After winning the Golden Cleric in the previous episode, Ted is seemingly reaping the benefits, having been moved to a cushy parish in Dublin, performing church work in Paris, with good food, intelligent company and beautiful surroundings. Unfortunately, the parish accountant notices some discrepancies in Ted's 'expenses'...and he finds himself swiftly banished back to Craggy Island.
After settling in back at the parochial house, Ted finds in his absence Jack has become agoraphobic and following a series of falls, Mrs. Doyle is pretty much crippled and incapable of cleaning the house. After a stupid joke of Ted's results in him being branded a racist by the island's (suprisingly sizeable) Chinese community, Ted finds his efforts to clear his name being thwarted by the decrepit condition of the parochial house and the antics of a fellow priest with some unwholesome interests.
Tropes featured in this episode:
- Both Sides Have a Point: While Ted's quite right to point out that he's not actually a bigoted person and just happened to do an offensive impression at a really poor time, it's not too hard to understand why the Ying family aren't inclined to give him the benefit of the doubt, given that Ted never actually apologizes for his impression and instead tries to give lame excuses and rambling justifications for his actions.
- Cannot Tell Fiction from Reality: Ted calls Ming the Merciless a 'notable Chinese person', ignorant of the fact that Ming the Merciless has nothing to do with the Ming dynasty. The same goes for Mr. Miyagi.
- Chekhov's Gun: Father Fitzpatrick's collection of Nazi memorabilia.
- Chekhov's Gunman: Father Jack (namely his constant emerging from confined spaces due to his newly developed agoraphobia.
- Cringe Comedy: Ted's attempts to clear himself of racism lead to the situation getting worse, up to and including giving a bad presentation on diversity.

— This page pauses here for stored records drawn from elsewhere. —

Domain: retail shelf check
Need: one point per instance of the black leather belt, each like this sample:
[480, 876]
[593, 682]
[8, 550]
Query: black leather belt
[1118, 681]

- Cyanide Pill: Father Fitzpatrick and his Nazi lodger inadvertantly take two of these.Fr. Fitzpatrick: Wait, this aren't Valium! These are the cyanide we kept for emergencies! You put cyanide next to the Valium, you old fool! That's asking for trouble!Nazi Lodger: Oh shut up!
- Digging Yourself Deeper / Not Helping Your Case: As mentioned above, Teds attempts at clearing himself of the allegations of racism make the situation worse.
- Embarrassing Slide: The Maori slide becomes this for poor Ted.
- From Bad to Worse: Ted manages to escape from an angry crowd pelting him with rotten eggs for being a racist by running into a nearby pub...only to find it full of Chinese patrons.
- Innocent Bigot: Ted, in this episode.
- Interchangeable Asian Cultures: At one point, Ted says Mr. Miyagi is a 'noteable Chinese person'. Miyagi is supposed to be Japanese. And that's not the only time...
- The Last of These Is Not Like the Others: When visiting Father Fitzpatrick to reclaim a book he lent, Fitzpatrick looks through his bookcase, rattling off the numerous significant philosophical and theological texts he owns before coming to the book Ted was after...Fr. Fitzpatrick: Let's see now, Humanae Vitae. You know, sometimes I leaf through this to see just how far we've come. Celebration Of The Christian Mystery, Daeus Canida, Ventra Mepolo... Ah, Stephen King's The Shining.
- During his presentation, a slide of a Māori man appears. Ted apologises for the mistake, insisting there are of course no Māori on Craggy Island (only for a man in the crowd with the traditional tā moko to take offence).
- Mistaken for Racist: The premise of the whole episode.
- Nazi Grandpa: Father Fitzpatrick and his Nazi lodger.
- Nice Job Breaking It, Hero!: Ted buggers up his second chance to rise up in the church. Apparently, the old "The money was just resting in my account" excuse didn't work this time either.
- Racist Grandma: Mrs Carberry.Mrs Carberry: I don't care who he gets as long as I can have a go at the Greeks! They invented gayness!
- Reassigned to Antarctica: In this example, more a case of "Reassigned back to Antarctica".
- Shout-Out: While doing his Chinaman impression, Ted says 'I am Chinese, if you please'. It could as well be that he's saying 'We are Siamese, if you please'.
- You Know Im Chinese, Right?/You Know Im Maori, Right?